# We've got Stravinski back!!!



## jojo (Sep 20, 2007)

I dont know who remembers when Stravinski was a moderator on here, but he had a rest for a while (an age thing lol) and now he's back!!! He's gonna keep me in check and help out cos Sue's busy working hard !!!


YAY, I'm so pleased to see you back Strav!!!
Jo xxx


----------



## Hombre (Sep 10, 2009)

Welcome back Mr Strav !


----------



## jkchawner (Dec 21, 2008)

jojo said:


> I dont know who remembers when Stravinski was a moderator on here, but he had a rest for a while (an age thing lol) and now he's back!!! He's gonna keep me in check and help out cos Sue's busy working hard !!!
> 
> 
> YAY, I'm so pleased to see you back Strav!!!
> Jo xxx


decent chap the old strav  let me off a few times same as the old jo jo sorry young jo jo  nice to see u back strav im sure you no the score kiddo


----------



## XTreme (May 17, 2008)

Oh god no!


----------



## jojo (Sep 20, 2007)

XTreme said:


> Oh god no!


You love him really!!! 

Jo xxx


----------



## XTreme (May 17, 2008)

jojo said:


> You love him really!!!
> 
> Jo xxx


Yes....I really love the expat forum megalomaniac who's banned from every forum there is! Including this one on one occasion.


----------



## Veronica (Apr 5, 2008)

XTreme said:


> Yes....I really love the expat forum megalomaniac who's banned from every forum there is! Including this one on one occasion.
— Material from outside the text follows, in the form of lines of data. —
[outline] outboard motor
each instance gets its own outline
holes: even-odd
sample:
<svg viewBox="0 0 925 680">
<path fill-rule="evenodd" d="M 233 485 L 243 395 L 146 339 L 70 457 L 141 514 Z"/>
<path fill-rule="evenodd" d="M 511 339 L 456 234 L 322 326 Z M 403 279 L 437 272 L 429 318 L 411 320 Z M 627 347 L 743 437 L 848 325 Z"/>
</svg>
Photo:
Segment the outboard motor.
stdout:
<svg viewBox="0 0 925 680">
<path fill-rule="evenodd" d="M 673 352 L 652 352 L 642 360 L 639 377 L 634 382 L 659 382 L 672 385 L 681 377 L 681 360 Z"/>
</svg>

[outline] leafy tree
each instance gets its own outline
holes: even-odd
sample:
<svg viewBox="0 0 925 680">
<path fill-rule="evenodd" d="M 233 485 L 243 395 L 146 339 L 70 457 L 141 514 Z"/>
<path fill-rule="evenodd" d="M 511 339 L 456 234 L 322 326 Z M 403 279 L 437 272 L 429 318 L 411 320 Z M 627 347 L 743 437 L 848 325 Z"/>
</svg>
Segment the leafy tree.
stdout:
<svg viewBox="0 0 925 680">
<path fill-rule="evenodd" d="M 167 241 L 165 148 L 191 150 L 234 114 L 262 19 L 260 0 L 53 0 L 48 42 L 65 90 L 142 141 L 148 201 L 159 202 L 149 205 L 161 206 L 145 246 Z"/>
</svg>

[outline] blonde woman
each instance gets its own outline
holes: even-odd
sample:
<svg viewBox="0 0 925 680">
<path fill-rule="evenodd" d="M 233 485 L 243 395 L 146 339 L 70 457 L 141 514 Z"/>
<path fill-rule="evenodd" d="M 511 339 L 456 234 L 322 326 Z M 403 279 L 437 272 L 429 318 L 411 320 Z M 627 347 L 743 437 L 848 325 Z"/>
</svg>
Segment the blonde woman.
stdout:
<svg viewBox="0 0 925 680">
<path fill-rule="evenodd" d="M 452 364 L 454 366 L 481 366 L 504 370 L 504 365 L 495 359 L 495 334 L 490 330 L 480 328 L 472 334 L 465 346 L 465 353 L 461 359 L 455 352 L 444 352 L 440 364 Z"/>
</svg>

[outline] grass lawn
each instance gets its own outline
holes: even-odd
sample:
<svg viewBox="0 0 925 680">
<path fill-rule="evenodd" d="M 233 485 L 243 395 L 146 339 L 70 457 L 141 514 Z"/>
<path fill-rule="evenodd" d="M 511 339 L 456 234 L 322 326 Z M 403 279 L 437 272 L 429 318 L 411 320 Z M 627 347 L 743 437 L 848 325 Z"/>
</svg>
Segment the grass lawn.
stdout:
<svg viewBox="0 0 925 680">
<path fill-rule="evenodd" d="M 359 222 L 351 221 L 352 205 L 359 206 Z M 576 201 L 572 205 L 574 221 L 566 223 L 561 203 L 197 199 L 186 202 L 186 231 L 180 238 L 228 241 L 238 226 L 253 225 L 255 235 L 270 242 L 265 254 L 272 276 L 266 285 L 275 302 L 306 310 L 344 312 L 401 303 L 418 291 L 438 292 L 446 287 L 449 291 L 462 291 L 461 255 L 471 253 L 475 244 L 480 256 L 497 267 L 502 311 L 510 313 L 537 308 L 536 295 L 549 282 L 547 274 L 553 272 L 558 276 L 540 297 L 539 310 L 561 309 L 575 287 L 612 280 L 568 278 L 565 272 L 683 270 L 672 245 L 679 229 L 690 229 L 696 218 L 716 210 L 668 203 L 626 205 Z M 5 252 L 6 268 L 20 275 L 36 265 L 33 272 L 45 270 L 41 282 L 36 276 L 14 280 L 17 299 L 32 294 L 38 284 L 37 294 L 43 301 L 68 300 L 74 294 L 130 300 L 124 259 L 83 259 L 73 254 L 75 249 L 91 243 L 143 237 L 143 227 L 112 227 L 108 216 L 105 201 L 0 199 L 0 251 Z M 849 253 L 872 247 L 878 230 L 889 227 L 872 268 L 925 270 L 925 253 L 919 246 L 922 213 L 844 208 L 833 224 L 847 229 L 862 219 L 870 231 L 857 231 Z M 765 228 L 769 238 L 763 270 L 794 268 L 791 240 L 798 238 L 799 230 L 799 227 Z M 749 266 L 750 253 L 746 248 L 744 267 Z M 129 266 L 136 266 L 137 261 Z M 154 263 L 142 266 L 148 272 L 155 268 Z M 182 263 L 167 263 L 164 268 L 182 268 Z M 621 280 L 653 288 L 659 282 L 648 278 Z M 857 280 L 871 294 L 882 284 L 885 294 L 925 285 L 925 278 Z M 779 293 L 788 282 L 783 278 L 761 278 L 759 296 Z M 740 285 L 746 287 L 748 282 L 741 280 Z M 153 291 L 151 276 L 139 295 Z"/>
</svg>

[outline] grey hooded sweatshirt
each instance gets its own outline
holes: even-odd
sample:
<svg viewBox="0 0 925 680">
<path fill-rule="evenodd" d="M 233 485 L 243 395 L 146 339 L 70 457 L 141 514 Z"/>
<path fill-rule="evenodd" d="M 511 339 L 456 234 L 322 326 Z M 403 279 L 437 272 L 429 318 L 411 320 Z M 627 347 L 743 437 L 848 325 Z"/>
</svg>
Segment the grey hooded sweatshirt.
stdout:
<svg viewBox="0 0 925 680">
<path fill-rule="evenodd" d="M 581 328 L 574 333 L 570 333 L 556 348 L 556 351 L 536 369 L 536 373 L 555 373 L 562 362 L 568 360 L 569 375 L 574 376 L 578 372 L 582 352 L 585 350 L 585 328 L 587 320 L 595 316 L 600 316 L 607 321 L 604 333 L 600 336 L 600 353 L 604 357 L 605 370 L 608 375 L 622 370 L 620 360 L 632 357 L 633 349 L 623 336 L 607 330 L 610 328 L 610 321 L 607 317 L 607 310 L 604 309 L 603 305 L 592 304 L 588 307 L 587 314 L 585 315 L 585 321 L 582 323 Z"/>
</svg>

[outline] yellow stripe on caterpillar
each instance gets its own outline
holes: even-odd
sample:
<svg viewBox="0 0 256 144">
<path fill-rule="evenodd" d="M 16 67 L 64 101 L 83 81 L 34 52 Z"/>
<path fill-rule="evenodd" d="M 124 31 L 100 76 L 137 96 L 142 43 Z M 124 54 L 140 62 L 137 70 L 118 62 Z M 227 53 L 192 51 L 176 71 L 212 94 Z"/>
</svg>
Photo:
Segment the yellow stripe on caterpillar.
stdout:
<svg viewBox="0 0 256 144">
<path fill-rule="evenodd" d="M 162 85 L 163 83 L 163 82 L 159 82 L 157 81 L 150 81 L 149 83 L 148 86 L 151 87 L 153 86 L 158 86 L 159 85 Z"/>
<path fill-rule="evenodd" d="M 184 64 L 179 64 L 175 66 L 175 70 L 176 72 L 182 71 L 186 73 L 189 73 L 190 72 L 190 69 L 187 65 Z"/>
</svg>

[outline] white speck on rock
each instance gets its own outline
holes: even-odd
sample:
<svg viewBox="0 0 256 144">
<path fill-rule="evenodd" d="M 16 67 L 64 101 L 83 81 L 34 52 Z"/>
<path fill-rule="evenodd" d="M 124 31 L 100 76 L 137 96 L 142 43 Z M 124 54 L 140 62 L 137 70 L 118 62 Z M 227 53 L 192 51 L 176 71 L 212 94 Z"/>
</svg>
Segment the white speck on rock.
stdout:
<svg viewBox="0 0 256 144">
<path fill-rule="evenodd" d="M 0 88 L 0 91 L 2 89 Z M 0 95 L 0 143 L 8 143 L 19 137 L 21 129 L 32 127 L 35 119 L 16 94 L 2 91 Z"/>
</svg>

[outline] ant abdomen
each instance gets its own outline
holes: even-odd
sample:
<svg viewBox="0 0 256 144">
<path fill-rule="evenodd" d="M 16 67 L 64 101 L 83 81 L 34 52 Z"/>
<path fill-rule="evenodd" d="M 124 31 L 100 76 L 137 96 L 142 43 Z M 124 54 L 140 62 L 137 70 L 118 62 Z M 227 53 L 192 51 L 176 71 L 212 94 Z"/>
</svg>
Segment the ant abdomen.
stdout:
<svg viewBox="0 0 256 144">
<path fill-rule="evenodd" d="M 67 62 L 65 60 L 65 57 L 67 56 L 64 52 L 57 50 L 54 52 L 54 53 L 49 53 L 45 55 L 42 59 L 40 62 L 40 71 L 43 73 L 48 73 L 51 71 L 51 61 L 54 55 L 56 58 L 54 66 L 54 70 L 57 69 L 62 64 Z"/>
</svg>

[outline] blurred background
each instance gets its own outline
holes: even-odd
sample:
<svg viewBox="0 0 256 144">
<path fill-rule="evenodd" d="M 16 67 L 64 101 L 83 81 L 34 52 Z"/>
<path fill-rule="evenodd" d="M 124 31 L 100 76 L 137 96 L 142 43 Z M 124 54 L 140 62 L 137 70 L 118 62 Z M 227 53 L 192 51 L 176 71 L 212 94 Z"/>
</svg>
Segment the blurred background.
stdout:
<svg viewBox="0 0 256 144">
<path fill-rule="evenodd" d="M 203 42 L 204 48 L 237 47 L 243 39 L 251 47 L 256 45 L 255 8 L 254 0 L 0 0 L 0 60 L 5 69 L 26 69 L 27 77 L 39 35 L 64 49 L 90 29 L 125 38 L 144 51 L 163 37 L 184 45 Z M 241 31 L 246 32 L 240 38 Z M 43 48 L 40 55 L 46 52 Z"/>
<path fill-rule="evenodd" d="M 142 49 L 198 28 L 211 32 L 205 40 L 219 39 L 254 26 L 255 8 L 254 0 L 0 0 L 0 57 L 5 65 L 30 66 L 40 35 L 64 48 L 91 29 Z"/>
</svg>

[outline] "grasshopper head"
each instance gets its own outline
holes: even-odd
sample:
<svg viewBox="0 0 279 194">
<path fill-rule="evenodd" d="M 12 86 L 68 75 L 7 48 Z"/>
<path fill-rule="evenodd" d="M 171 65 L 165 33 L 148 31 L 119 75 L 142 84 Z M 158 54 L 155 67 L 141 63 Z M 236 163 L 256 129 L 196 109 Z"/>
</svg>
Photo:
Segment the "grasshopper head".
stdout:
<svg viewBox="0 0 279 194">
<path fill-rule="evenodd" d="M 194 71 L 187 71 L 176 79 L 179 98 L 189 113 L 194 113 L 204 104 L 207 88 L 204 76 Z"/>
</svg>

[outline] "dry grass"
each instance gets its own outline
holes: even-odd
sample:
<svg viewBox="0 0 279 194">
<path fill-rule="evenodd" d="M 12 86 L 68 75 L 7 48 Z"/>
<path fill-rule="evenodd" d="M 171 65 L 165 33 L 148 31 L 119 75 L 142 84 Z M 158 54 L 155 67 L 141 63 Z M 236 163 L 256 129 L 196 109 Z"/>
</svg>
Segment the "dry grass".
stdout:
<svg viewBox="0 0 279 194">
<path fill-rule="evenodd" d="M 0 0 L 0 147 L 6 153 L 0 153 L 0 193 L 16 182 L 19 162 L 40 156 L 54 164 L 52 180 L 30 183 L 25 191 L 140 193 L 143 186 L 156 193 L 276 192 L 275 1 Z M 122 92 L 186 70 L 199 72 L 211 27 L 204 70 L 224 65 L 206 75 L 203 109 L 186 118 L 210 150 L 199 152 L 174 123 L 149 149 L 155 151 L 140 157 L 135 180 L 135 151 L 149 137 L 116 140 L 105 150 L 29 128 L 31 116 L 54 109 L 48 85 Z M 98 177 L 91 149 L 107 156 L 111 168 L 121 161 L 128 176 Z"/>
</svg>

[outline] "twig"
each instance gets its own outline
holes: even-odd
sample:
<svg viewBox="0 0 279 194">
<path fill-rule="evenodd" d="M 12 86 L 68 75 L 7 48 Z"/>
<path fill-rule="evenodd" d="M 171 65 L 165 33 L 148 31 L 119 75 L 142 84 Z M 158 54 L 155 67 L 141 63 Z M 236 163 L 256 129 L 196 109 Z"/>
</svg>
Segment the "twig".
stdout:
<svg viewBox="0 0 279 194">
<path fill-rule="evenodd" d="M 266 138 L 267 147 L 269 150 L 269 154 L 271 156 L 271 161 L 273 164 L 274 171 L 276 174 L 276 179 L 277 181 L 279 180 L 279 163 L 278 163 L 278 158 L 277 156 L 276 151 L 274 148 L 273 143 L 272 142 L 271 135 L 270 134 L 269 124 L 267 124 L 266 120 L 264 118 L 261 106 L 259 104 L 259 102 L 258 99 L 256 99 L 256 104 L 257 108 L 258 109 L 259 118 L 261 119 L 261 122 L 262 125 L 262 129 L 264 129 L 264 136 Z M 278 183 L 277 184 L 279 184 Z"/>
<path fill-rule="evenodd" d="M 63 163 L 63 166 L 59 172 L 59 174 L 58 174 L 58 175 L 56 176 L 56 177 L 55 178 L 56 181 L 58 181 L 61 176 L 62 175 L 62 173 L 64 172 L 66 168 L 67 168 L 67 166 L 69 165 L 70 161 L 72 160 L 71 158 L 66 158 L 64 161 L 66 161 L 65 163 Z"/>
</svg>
 Oh dear Xtreme, now you will have to mind your ps' and qs' .
Thats gonna be sooooooo hard for you


----------



## XTreme (May 17, 2008)

Veronica said:


> Oh dear Xtreme, now you will have to mind your ps' and qs' .
> Thats gonna be sooooooo hard for you


It's a pity you're not on this section permanently Veronica.....we need some classy, intelligent females here!

Instead we now got a wrinkly old bloke with a bloody ponytail.


----------



## jojo (Sep 20, 2007)

XTreme said:


> It's a pity you're not on this section permanently Veronica.....we need some classy, intelligent females here!
> 
> Instead we now got a wrinkly old bloke with a bloody ponytail.


Xtreme, do you want an infraction??????????????? 

Jo xxx


----------



## XTreme (May 17, 2008)

jojo said:


> Xtreme, do you want an infraction???????????????
> 
> Jo xxx


Only if you're wearing a French Maid's outfit while administering the aforementioned infraction Jo!


----------



## Veronica (Apr 5, 2008)

XTreme said:


> It's a pity you're not on this section permanently Veronica.....we need some classy, intelligent females here!
> 
> Instead we now got a wrinkly old bloke with a bloody ponytail.



He seems to have cut the ponytail off in this pic


----------



## Tallulah (Feb 16, 2009)

Almost as if you'd never been away.  Nice to see you back Strav, you old pro!! 

Tallulah.x


----------



## Stravinsky (Aug 12, 2007)

jojo said:


> Xtreme, do you want an infraction???????????????
> 
> Jo xxx


Dont encourage him .... he loves a good infraction!


----------



## Veronica (Apr 5, 2008)

Tallulah said:


> Almost as if you'd never been away.  Nice to see you back Strav, you old pro!!
> 
> Tallulah.x


How do you know hes a pro Tally? Are you his pimp?


----------



## XTreme (May 17, 2008)

Veronica said:


> How do you know hes a pro Tally? Are you his pimp?


One thing's for sure....it's very unlikely Jo is the _brains_ behind the operation Veronica! Or _any_ operation come to that!


----------



## jojo (Sep 20, 2007)

XTreme said:


> One thing's for sure....it's very unlikely Jo is the _brains_ behind the operation Veronica! Or _any_ operation come to that!



_Jo_ and _brains_ in the same sentence????????????????? 

Jo xxx


----------



## Veronica (Apr 5, 2008)

XTreme said:


> One thing's for sure....it's very unlikely Jo is the _brains_ behind the operation Veronica! Or _any_ operation come to that!


The blondeness is just a disguise Xtreme. She hs you all fooled into thinking she is dumb but watch out. :clap2::clap2::clap2::clap2:


----------



## XTreme (May 17, 2008)

Veronica said:


> The blondeness is just a disguise Xtreme. She hs you all fooled into thinking she is dumb but watch out. :clap2::clap2::clap2::clap2:


And she's doing one hell of a job Veronica!


----------